California has always been an extremely fire-prone state. The Palisade Fires hit close to home, especially one of our group members who lives in LA County. With the fires in Palisades affecting millions, we aimed to design a system to better predict fire spread and burn areas. Users could plan to see if they were in danger of being ordered to evacuate and prepare in advance.

What it does

The app displays a map of all current fires, updated daily. When the user clicks on the map, we calculate the risk from the closest fire and output whether the user's location is safe or within the danger zone. The risk is calculated using current weather and geographical data, and if the user is at risk from the closest fire, we output the predicted burn radius.

How we built it

We trained a Random Forest Regressor model on a dataset with information about forest fires and the terrain and conditions surrounding the incident. We used the columns time of year, precipitation, humidity, wind speed, and temperature to train the model. After tuning the hyperparameters, we uploaded the trained model into our Streamlit app, which scrapes data about current weather conditions based on location and feeds those parameters into the model. We also used the NASA FIRMS dataset to gather real-time information about fire location and filtered to show only fires above a certain severity threshold. The model outputted the predicted burn area and we measured the distance between the chosen location and the fire to determine if the user's location was safe or at risk.

Challenges we ran into

We had a lot of trouble finding a dataset for our ML model. Our initial dataset was a TFRecord file with 19 different files. The CNN model we made for this took an unreasonable amount of time to run and while dumping the file to upload to our Streamlit app, errors occurred while downloading and the model would not run correctly. The other option for our dataset was too large and caused the computer to crash multiple times. We solved this by taking only a certain number of rows, but the dataset’s formatting caused the accuracy to drastically reduce. Our last dataset was a CSV file but our initial models had low r2 scores, so we tuned the hyperparameters and tested different models.

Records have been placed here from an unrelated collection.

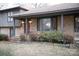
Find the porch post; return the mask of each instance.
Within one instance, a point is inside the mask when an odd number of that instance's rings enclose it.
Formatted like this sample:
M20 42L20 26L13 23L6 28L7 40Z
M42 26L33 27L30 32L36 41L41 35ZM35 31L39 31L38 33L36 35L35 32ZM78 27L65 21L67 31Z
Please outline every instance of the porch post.
M61 14L61 32L64 36L64 16L63 16L63 14ZM66 41L64 40L64 37L63 37L63 43L64 44L66 43Z
M24 20L24 34L26 33L26 20Z
M15 36L15 19L13 20L13 36Z
M24 20L24 33L27 33L27 32L26 32L26 29L27 29L27 28L26 28L26 22L27 22L27 19Z
M63 14L61 14L61 32L64 32L64 18L63 18Z
M27 18L26 22L27 22L27 33L29 33L30 32L30 25L29 25L29 19L28 18Z

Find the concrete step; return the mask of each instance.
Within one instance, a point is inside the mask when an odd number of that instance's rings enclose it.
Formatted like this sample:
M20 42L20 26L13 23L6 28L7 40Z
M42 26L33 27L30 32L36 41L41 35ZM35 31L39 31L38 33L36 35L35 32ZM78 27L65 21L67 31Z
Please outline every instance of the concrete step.
M75 46L79 48L79 37L74 39Z

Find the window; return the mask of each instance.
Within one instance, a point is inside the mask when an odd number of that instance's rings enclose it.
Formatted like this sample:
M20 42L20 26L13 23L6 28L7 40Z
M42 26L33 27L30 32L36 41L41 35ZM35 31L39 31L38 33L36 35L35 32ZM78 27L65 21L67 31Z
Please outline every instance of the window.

Accomplishments that we're proud of

Our model scrapes weather data from the web to provide accurate, real-time information based on only a location on a map. We made the user experience much easier because instead of having a user manually input weather data for the model, they only have to click on an area. The map API also allows the user to zoom in close enough for them to pick a highly specific location, which is more practical than a zip code. Houses closer to the fire will show higher risk while houses farther away could be outside the predicted risk area, which is more accurate than classifying an entire zip code as within the predicted evacuation zone or not.

What we learned

We learned how to scrape data and got experience deploying and using a machine-learning model for implementation in an app with user input and real-time data. While creating the machine learning model, we got to practice with different models and frameworks, such as Convolutional Neural Networks and TensorFlow. We had to work with different types of data, as our initial dataset was formatted in a TFRecord file and our real-time fire data was a CSV file, so we parsed each dataset in different ways. We also worked with different APIs to display the map and find weather data.

What's next for FireWatch

Our next steps are to generate a map of the predicted wildfire spread for each day. This model would take in a map of the fire data from the current day along with the weather and geographical information we scraped from the web. From this map, we could continue to output whether the user was at risk while showing which parts of their community were likely to be affected. We also plan to test other models and add data features to train a model with higher accuracy. When we initially tested CNN, it took an unreasonable amount of time to run with 15 epochs, so we would try a more complicated model like this but optimize it to make it feasible to train and run. We would also continue to improve the website’s interface.